All other "field=value" parameters passed to initremote
will be passed
to the program when running git-annex-addcomputed. Note that when the
program takes a dashed option, it can be provided after "--":
# git-annex initremote myremote type=compute program=git-annex-compute-foo -- --level=9
See computing annexed files for more documentation.
compute programs
To write programs used by the compute special remote, see the compute special remote interface.
Have you written a generally useful (and secure) compute program? List it here with an example!

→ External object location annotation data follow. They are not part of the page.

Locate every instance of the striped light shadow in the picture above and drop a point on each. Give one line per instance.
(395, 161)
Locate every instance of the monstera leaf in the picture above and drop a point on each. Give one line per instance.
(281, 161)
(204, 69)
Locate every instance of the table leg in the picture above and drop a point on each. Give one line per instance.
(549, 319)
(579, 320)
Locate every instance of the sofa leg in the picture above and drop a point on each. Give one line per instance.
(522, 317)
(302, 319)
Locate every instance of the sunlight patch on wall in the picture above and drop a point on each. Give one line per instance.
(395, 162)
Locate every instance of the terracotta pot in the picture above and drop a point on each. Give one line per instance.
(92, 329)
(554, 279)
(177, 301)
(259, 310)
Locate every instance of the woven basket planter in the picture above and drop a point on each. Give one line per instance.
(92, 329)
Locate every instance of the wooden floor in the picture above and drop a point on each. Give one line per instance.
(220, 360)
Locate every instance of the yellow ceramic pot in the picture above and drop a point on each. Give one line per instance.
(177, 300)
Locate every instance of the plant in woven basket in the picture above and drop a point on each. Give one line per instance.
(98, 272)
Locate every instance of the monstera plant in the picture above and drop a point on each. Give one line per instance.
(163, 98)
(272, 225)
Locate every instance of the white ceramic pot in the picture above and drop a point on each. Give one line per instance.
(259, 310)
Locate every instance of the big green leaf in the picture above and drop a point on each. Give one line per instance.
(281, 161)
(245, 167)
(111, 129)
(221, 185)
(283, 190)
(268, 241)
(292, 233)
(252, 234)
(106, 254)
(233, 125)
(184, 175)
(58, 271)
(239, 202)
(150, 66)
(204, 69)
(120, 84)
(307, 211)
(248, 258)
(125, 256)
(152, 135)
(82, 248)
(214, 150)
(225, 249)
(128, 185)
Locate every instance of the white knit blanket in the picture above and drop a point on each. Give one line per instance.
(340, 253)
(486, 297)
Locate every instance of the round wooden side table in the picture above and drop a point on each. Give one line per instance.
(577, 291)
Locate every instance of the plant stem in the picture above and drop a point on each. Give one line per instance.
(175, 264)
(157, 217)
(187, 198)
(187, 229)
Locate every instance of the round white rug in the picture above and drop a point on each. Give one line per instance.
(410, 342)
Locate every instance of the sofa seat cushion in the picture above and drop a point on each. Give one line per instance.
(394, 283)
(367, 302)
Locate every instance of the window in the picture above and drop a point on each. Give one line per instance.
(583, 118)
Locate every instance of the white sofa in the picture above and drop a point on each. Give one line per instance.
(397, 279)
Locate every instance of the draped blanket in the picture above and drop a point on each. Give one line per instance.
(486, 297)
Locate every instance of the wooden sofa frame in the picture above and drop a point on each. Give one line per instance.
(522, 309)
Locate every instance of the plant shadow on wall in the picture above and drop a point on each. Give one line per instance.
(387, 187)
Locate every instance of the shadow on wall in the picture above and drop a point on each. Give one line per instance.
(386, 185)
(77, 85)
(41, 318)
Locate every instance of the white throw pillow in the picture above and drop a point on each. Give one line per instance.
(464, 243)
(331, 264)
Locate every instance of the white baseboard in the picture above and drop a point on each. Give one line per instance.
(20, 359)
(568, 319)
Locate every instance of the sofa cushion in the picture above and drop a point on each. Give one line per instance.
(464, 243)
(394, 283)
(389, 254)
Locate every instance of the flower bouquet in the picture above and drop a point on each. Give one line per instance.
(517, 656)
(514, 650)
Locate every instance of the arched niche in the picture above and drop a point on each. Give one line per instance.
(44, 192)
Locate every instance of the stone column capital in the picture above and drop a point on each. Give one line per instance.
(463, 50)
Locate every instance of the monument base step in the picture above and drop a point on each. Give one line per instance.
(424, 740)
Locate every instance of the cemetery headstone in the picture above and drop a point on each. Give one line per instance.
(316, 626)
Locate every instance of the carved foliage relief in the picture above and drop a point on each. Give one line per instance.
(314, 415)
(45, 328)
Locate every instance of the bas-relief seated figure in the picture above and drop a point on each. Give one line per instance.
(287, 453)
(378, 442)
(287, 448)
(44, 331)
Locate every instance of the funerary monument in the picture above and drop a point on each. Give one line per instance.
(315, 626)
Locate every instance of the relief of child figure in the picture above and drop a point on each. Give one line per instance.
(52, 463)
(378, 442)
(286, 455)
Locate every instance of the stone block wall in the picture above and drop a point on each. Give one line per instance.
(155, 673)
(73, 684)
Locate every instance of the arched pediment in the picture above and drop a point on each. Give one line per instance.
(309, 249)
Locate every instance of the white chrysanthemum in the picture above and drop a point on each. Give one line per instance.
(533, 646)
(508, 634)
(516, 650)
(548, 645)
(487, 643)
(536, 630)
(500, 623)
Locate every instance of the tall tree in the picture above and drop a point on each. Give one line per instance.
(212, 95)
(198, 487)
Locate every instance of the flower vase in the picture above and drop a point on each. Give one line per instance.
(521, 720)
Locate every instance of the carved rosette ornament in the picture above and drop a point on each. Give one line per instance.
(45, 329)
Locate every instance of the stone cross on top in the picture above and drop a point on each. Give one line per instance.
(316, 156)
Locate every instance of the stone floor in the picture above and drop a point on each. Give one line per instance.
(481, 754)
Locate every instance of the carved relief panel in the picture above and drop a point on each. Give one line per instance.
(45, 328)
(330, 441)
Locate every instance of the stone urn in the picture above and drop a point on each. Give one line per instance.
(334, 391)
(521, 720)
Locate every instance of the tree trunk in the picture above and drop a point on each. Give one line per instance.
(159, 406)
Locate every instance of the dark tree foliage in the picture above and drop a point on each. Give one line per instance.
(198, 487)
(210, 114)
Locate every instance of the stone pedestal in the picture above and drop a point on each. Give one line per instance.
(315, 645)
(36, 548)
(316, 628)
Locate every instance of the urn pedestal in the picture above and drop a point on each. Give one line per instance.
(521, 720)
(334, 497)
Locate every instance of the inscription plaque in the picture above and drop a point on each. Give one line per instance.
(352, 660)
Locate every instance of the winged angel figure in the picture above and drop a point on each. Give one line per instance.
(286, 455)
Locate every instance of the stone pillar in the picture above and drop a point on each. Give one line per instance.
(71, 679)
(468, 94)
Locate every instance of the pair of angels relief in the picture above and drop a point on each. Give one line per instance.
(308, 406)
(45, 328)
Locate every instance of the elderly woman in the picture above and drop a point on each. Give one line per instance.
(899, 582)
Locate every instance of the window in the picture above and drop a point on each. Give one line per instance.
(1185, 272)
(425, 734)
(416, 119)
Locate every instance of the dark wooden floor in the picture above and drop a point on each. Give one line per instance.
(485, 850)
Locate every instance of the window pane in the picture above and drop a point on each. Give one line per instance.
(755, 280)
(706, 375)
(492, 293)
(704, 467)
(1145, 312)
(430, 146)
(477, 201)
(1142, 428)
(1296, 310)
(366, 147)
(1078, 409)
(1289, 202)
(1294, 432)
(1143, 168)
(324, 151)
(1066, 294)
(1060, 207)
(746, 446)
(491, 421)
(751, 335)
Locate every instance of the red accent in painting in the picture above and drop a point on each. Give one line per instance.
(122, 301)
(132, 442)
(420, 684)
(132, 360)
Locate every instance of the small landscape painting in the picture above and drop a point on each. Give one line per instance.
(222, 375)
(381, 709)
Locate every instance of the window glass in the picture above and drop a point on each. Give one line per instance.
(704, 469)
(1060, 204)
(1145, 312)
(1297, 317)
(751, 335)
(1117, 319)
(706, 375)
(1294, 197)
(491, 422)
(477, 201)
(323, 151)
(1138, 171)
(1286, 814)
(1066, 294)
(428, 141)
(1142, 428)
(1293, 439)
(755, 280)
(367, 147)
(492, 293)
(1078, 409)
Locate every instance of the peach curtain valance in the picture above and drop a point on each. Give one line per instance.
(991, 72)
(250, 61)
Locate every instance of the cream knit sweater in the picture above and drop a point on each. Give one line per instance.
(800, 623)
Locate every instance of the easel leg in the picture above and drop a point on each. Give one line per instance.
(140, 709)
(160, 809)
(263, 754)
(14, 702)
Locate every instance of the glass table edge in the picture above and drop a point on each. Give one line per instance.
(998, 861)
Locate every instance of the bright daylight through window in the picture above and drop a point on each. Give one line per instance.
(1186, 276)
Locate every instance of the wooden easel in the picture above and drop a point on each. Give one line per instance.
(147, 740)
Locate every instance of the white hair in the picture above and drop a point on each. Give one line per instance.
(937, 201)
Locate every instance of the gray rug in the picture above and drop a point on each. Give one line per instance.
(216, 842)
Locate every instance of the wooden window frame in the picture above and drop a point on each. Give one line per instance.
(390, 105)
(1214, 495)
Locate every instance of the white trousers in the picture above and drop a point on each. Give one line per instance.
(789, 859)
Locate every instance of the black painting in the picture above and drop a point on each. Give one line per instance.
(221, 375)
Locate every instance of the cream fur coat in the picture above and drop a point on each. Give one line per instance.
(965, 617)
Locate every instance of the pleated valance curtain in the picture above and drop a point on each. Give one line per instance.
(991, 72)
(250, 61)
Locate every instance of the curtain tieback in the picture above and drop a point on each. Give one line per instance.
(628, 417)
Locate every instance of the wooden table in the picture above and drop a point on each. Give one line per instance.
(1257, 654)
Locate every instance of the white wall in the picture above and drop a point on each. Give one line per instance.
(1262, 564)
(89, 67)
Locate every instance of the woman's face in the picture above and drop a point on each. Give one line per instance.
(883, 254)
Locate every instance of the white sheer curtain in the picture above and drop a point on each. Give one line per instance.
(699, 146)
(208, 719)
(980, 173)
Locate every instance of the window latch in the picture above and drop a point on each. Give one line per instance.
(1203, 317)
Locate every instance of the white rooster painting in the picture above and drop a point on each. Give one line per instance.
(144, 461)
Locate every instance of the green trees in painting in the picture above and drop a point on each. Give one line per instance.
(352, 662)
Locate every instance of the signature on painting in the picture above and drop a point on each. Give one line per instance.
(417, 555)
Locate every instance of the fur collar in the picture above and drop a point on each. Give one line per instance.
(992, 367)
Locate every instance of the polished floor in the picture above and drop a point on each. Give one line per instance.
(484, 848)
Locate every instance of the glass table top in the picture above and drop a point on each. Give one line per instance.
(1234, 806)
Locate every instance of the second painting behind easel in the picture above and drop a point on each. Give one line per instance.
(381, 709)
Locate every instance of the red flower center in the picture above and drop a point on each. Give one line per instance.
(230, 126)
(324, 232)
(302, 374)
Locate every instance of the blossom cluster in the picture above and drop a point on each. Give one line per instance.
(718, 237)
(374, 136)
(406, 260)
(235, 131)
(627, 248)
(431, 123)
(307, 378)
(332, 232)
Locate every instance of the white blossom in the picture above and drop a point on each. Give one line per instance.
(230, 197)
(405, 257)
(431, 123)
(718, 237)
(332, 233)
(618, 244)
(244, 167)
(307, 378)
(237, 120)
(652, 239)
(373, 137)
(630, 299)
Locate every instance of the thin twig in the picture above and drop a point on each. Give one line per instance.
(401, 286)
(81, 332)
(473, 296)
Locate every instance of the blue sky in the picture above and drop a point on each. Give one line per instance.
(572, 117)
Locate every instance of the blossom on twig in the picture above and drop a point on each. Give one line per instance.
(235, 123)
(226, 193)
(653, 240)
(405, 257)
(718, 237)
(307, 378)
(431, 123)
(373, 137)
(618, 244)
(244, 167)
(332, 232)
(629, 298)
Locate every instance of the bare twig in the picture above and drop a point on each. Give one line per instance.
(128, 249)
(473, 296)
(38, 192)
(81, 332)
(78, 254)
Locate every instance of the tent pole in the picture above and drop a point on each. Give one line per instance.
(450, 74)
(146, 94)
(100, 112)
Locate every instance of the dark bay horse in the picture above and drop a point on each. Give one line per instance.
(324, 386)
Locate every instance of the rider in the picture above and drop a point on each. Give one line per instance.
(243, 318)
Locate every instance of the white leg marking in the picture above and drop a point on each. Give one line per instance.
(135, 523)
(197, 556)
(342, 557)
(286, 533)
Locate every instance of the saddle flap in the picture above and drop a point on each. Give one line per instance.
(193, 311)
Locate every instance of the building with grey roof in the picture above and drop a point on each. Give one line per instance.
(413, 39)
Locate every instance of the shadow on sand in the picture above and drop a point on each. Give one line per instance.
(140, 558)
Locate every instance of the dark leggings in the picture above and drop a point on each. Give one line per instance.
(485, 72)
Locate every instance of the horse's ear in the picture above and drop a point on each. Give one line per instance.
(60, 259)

git-annex-compute-imageconvert
Uses imagemagick to convert between image formatsgit-annex addcomputed --to=imageconvert foo.jpeg foo.gif
git-annex-compute-singularity Uses Singularity to run a container, which is checked into the git-annex repository, to compute other files in the repository. Amoung other things, this can run other compute programs inside a singularity container. Examples here
git-annex-compute-wasmedge
Uses WasmEdge to run WASM programs that are checked into the git-annex repository, to compute other files in the repository. Examples here
git-annex does know what both the input and the output files are. It learns this by running the compute program and seeing what INPUT and OUTPUT lines it emits.
I considered having some
--input=
option, but decided that it was more flexible to have a more freeform command line, which the compute program parses.agree. And there could be some generic "helper" (or a number of them) which would then provide desired CLI interfacing over arbitrary command, smth like (mimicing datalad-run interface here):
as long as we can pass options like that or after
--
, e.g.which would then - ensure no stdout from
convert
- follow the compute special remote interface to let git-annex know what inputs/outputs wereAbsolutely!
You do need to use "--" before your own custom dashed options.
And bear in mind that "field=value" parameters passed to initremote will be passed on to the program. So you can have a generic helper that is instantiated with a parameter like --command=, which then gets used automatically when running addcompute:
I'm getting acquainted with this special remote. I cannot praise it enough. It is brilliant.
This is my first cut git-annex-compute-stripexif:
Along the way, I've learnt that EXIF metadata isn't the only metadata stored in a jpeg, so the name is now a bit of a misnomer. Also, as it was more proof-of-concept, the target name and location is not well thought out, and there's no preservation of file extension. It's indicative for now.
The aim is to aid (only) in the identifying two copies of the same jpeg, where only the metadata has been changed (eg. either by adjustments I made by script eons ago, or by apps like Microsoft photoviewer where orientation changes were made via metadata). I say aid only, because it's not going to help if the image is resized, etc. and I understand that.
To that end, I do have some questions. The first is... is it wise (or possible) to try to set metadata on the source files whilst in the script? (since writing this, I have come to understand that the compute script is not run within the working directory, and the implication is that you're not meant to run any git-annex commands)
Obviously, the idea would be to tag the source file with the computed key. I have already verified that if two copies of a jpeg that differ only by metadata, the computed file and key will be the same.
But what I found is, if I don't have that option to set metadata, then respectfully, git-annex-findcomputed may have some deficiencies.
From what I can gather, git-annex-findcomputed will not list the subsequent input file that when added, computes it. Only the first one.
So trying to post process the computed files to perform the setting of metadata on the source files would likely not work.
Also, I was curious about what happens if the input file moves within the archive? I haven't tried... but from what I can see, you wouldn't be able to backtrack from the computed file, because you won't know the key of the input file, in turn to go searching for it (eg. git-annex-whereused).
Is my use case way off base as to why you should use the compute remote?
I've realised that... I'm overlooking that the input filename itself is metadata. I have a methodology that I like now.
As per:
git-annex addcomputed --to=imageconvert foo.jpeg foo.gif
, where foo. is linking metadata, I can just generate a filename (and as I've learnt, path), that links back to the source by retaining it.I also see now that there is no need to avoid duplication of pointer files to the same computed file by key.
The uncomplicated existing approach is more than sufficient.